Take the even natural numbers $ 2 \mathbb{N} = \{ 2, 4, 6, 8, 10, \ldots \} $:

$\mathbb{N}$ | $2 \mathbb{N}$ |
---|---|

$1$ | $2$ |

$2$ | $4$ |

$3$ | $6$ |

$4$ | $8$ |

$\vdots$ | $\vdots$ |

Every element in $\mathbb{N}$ is paired with a distinct element of $2 \mathbb{N}$ - no two elements of $\mathbb{N}$ are paired with the same element of $2 \mathbb{N}$ - and vice versa.

The sets must have the same number of elements in some sense.

Does this work for all infinite sets?

Let's look at the set of real numbers $\mathbb{R}$.

Take the number line - a line where two points have been marked as 0 and 1:

Any point on the that line represents a real number which is it's distance from 0.

You can measure the distance because 1 has been marked off.

The set $\mathbb{R}$ is the set of all of these numbers.
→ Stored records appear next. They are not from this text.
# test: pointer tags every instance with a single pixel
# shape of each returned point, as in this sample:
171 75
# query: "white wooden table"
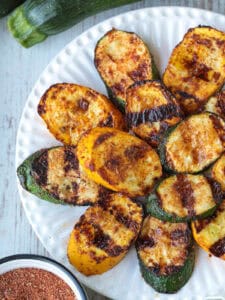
19 69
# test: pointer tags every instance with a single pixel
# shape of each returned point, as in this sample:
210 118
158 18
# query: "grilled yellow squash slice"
216 104
218 171
103 235
121 59
69 110
151 110
194 144
196 68
55 175
209 233
119 161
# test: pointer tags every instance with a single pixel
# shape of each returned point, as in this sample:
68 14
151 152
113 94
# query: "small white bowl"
35 261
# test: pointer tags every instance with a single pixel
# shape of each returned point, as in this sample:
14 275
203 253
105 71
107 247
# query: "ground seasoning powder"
33 284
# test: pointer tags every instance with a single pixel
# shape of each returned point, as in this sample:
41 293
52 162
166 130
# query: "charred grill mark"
216 76
104 174
83 104
108 122
218 248
70 160
179 236
221 103
155 269
160 113
141 72
113 164
127 222
186 193
118 88
205 42
201 224
136 152
91 166
75 187
197 69
219 127
102 138
217 191
145 242
92 94
171 269
40 169
104 242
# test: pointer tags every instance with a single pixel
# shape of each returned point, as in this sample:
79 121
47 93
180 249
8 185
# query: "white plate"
162 28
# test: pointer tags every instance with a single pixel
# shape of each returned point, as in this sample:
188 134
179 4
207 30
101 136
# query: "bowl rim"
51 261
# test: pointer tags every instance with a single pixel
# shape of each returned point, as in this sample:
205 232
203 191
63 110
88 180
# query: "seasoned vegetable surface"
122 58
183 197
103 235
216 104
218 171
56 176
151 110
119 161
210 233
194 144
196 68
166 254
35 20
69 110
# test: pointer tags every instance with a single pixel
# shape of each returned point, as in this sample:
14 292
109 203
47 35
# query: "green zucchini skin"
165 140
6 6
35 20
162 150
171 283
153 208
29 183
165 253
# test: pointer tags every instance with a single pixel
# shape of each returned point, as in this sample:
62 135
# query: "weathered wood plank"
19 69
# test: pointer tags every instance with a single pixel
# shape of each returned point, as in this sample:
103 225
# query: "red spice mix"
33 284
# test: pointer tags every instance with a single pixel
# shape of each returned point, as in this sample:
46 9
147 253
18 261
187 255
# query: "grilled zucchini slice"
151 110
69 110
183 197
218 172
193 144
104 234
210 233
196 68
119 161
166 255
216 104
55 175
122 58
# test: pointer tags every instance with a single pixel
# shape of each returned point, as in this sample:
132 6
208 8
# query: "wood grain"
19 69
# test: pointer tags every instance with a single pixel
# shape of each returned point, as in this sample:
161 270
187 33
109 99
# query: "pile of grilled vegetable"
152 167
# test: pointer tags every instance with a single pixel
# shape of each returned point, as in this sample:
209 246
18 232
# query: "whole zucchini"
35 20
8 5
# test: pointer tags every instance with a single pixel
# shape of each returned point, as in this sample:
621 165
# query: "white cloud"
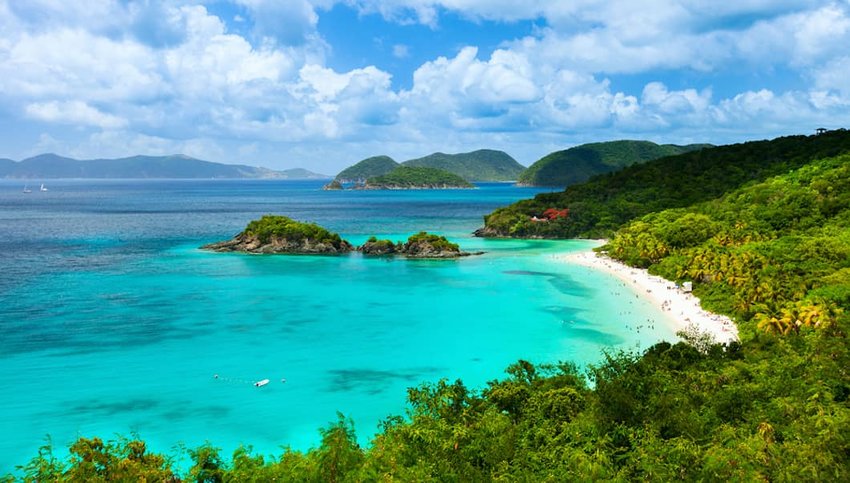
261 87
401 51
73 112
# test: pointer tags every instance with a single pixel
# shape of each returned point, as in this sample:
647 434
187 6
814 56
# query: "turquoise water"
113 322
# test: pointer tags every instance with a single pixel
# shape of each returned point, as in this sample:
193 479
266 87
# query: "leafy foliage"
776 407
481 165
580 163
415 177
606 202
438 242
773 254
276 226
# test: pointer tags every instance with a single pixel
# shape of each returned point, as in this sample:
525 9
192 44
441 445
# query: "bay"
113 322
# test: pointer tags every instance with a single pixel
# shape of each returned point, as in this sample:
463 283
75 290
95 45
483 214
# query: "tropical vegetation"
404 177
771 249
367 168
580 163
604 203
282 227
480 165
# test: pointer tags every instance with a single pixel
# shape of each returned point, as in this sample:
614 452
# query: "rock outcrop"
252 244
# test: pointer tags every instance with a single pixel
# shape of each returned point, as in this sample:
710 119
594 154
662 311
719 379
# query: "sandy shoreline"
683 309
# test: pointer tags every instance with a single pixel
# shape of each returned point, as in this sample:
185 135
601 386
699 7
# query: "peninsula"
407 177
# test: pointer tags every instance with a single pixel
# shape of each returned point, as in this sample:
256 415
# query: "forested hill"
580 163
367 168
772 252
47 166
481 165
603 204
416 177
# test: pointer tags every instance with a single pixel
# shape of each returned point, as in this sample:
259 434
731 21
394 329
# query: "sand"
683 309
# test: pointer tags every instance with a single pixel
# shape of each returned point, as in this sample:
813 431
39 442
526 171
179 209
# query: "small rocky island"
273 234
279 234
420 245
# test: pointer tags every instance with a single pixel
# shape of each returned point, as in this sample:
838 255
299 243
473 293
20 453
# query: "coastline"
683 309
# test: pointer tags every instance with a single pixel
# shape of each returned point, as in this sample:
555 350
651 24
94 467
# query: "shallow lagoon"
113 322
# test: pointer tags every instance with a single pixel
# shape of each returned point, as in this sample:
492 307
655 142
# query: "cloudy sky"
323 83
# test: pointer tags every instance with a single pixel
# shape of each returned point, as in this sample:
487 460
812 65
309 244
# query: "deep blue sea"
113 322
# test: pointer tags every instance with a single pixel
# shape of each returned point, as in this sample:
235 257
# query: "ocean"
113 323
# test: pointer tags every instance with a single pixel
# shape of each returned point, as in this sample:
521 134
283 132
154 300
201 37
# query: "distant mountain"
46 166
580 163
367 168
300 173
481 165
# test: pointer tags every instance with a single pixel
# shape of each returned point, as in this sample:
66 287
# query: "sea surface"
113 322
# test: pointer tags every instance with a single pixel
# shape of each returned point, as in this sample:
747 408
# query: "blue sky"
321 84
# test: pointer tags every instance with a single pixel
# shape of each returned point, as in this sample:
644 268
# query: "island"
580 163
485 165
276 234
177 166
420 245
408 177
279 234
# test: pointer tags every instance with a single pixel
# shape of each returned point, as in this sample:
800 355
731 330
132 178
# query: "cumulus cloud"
162 76
73 112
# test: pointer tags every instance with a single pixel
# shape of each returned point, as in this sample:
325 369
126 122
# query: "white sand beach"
683 309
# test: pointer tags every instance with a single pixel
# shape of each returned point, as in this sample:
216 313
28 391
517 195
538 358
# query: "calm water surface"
113 322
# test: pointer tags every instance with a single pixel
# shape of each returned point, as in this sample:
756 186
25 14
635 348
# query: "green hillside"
597 208
409 177
580 163
481 165
770 250
367 168
773 252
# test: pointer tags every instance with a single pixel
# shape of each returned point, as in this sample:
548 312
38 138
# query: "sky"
321 84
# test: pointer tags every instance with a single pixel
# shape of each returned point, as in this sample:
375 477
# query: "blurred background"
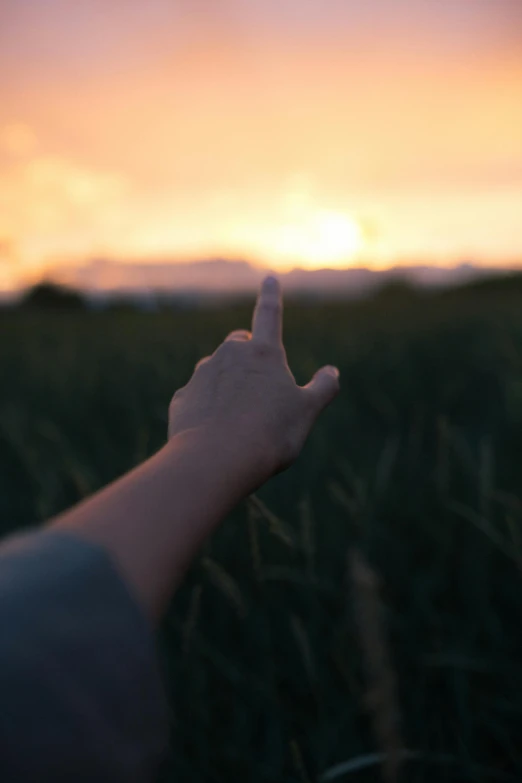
360 618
It includes $-123$, $-1.55$, $0$, $0.00001$, $\frac{1}{3}$, $\pi$, $1000000$, $1234567.89$ and all the other numbers (except complex numbers, obvs).

It's an infinite set.

Here's the punchline of this section: $\mathbb{R}$ and $\mathbb{N}$ are not the same size even though they're both infinite.

We'll prove this by contradiction: suppose they are the same size.

Then we put them into one-to-one correspondance - for every natural number we can write a single, unique real number beside it that it is paired with.

Imagine the list of these numbers (as above with $\mathbb{Z}$ - I'll pick a few real numbers myself just as an example.

I'll write the real numbers as having an infinite number of decimal places after them, so I'll write $1$ as $1.00000\ldots$.

$\mathbb{N}$ | $\ $ | $\mathbb{R}$ |
---|---|---|

$1$ | $\ $ | $0.12352623623324\ldots$ |

$2$ | $\ $ | $2.23425617987665\ldots$ |

$3$ | $\ $ | $9.84575574572342\ldots$ |

$4$ | $\ $ | $2.12452623623324\ldots$ |

$\vdots$ | $\ $ | $\vdots$ |

Now, if $\mathbb{N}$ and $\mathbb{R}$ have been paired off then every natural number is paired with a unique real number and vice versa.

Here's the contradiction: I can find a real number that hasn't been paired.

Let's write that nubmer down - start with a 0 and a decimal point:

$$0.$$Now take the first decimal place of the real number paired with $1$. If it's a 0, write a 1 down, if it's a 1 write a 2 down, and so on. If it's a 9 then write a 0 down. So just add 1 (mod 10) to the first decimal place in the number paired with the natural number 1.

The second decimal place of the new number will be the second decimal place of the number paired with the natural number 2 plus 1 mod 10.

The third will be the third decimal place of the number paired with 3, and so on.

This guarantees that the new number is different from all the numbers paired with the natural numbers.

So there is an extra real number and you don't have a one-to-one correspondance between the natural and real numbers.

The infinite set $\mathbb{R}$ is bigger than the infinite set $\mathbb{N}$.

It does - Turing used this basic argument to prove that there are some problems that computers can't solve.

Consider the problem of determining if a given whole number is a prime number. We know of algorithms that will answer this question: given enough time and memory the algorithm can output True if the whole number you give it is a prime and False otherwise and it will finish its job in a finite number of steps.

However, there is no algorithm that takes as input any program (which is just a finite string of 0's and 1's) and outputs True if the program halts in a finite number of steps and False otherwise in a finite number of steps. This is called the halting problem and it os undecidable.